/**SNAP Code begin **/ /**SNAP Code end **/

Monday, November 23, 2009

Critical US Visit of Manmohan Singh

The recent peak of India-US relationship was when during Bush's visit to India, he and Manmohan Singh were discussing the nuclear agreement with a group people and in response to a comment by AEC chief Anil Kakodkar he said something to the effect that as long as we can keep you happy to get (the nuclear) deal done. Meaning, he didn't want minor issues blocking progress of India-US relationship. The key driver to India's improving relationship with US was president Bush himself. Now the relationship is at critical tipping point. On the one hand, it could continue on the high trajectory and make US and India close strategic partners or it could start drifting sideways at the current level of engagement - excellent trade and commerce with some military to military contacts with occasional political interaction with no significant substance. Increasing, the later is becoming a high probability scenario with the former becoming a lower probable.

I was dismayed to see Manmohan's Singh interview with an US journalist - there was no substance at all to the current visit.

I also think that India and the United States could be partners in refocusing our attention on an equitable, balanced global order. 

What does that mean?
We would like to strengthen energy cooperation with the United States -- [in] clean coal technology and in renewable energy resources. Similarly, there is concern for food security. We would like to have a second Green Revolution in our country -- therefore, cooperation in the field of agriculture, in science and technology, in health, and in dealing with pandemics.

It's typical small country talk with no case for enhanced strategic relationship. While, usually, India is not an agenda setter - it takes agenda given to it during multilateral forums - the utter lack of new agenda for this trip is disheartening. The nuclear issue was put on the top of US-India relationship agenda by Atal B. Vajpayee when George Bush was open for strengthening the relationship between the two countries. Manmohan Singh carried forward Vajpayee's agenda, but he has no new agenda of his own. And it's not like there is nothing going on around India that doesn't involve US.

For starters, India needs to understand the evolution of relationship between US and China. Is what China aggressive behavior towards India's entire border area, and how it impacts US relationship, on the agenda? Who would US support in diplomatic and strategic battles? Why did US say China had a role in India-Pakistan relationship when Obama was in Beijing recently, even as Chinese themselves said nothing about it?

There are increasing calls in US that somehow US should settle the issue of Jammu and Kashmir, presumably, favouring Pakistan so that it can take up US fight against Taliban in Pakistan and Afghanistan.  This scenario is not inconceivable as Obama is having second thoughts about Afghanistan war being the good war. A quick way for US to exit this region would be to go back to the 1950s, when Pakistan was the sole pillar of US, and British, strategic interests in the subcontinent. While India will never be a vassal state of US, Pakistan can play the role very well, as long J&K can be settled favourably towards Pakistan - the favour that can milked by US for another 50 years.

It makes even more sense, if US thought working with China is in its long term economic interests as US becomes more focused on economic issues, towards becoming a Europe-lite.

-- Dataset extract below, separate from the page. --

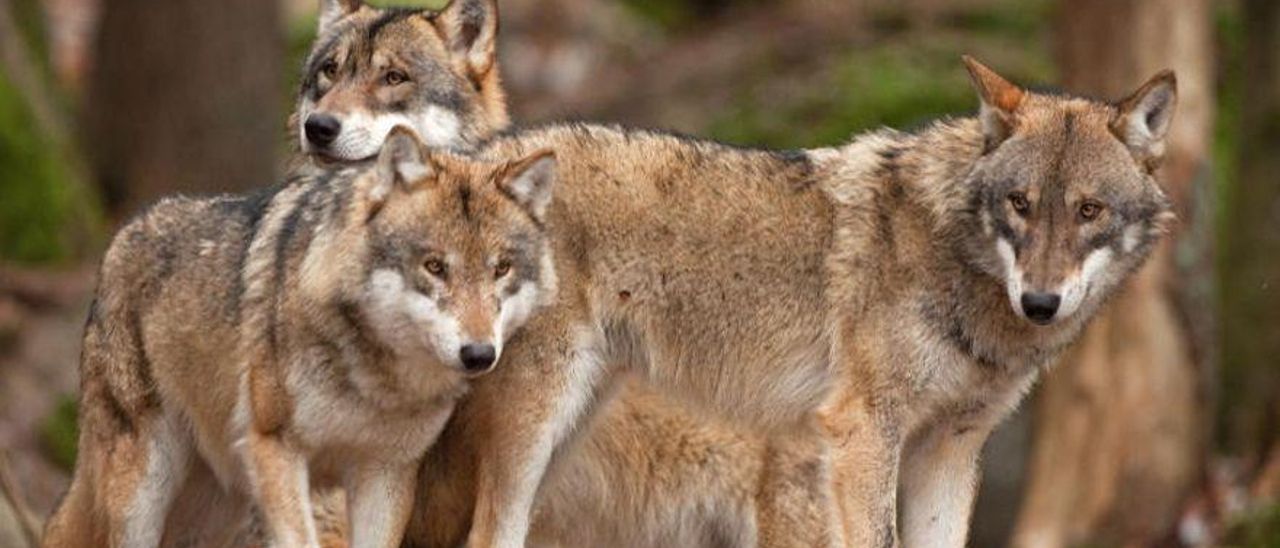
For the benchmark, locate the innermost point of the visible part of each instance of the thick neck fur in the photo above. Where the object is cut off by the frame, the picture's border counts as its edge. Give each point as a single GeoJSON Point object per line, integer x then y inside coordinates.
{"type": "Point", "coordinates": [910, 196]}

The current US political leadership is internal looking and clearly would be happy to concede strategic ground to China in return for economic benefits. China is already US financier. US economic growth prospects would improve if it aligns with China - an economy that is vastly bigger than India's and will continue to be so throughout the current century.

Aligning with China and Pakistan makes eminent sense to US, especially for the current US left leaning leadership. I have argued in the past that the India-US relationship was primarily driven by George Bush. Changing the course of relationship of the two countries from Bush's era will not be difficult. That's why the current trip by Manmohan Singh is so crucial to US-India relationship and India's future. Will Manmohan Singh put India's future on the top of the agenda and get US leadership see our way or will he accept the agenda set by US, again, and realize the impact of US potential realignment too late, boxing India into a unfavourable strategic future?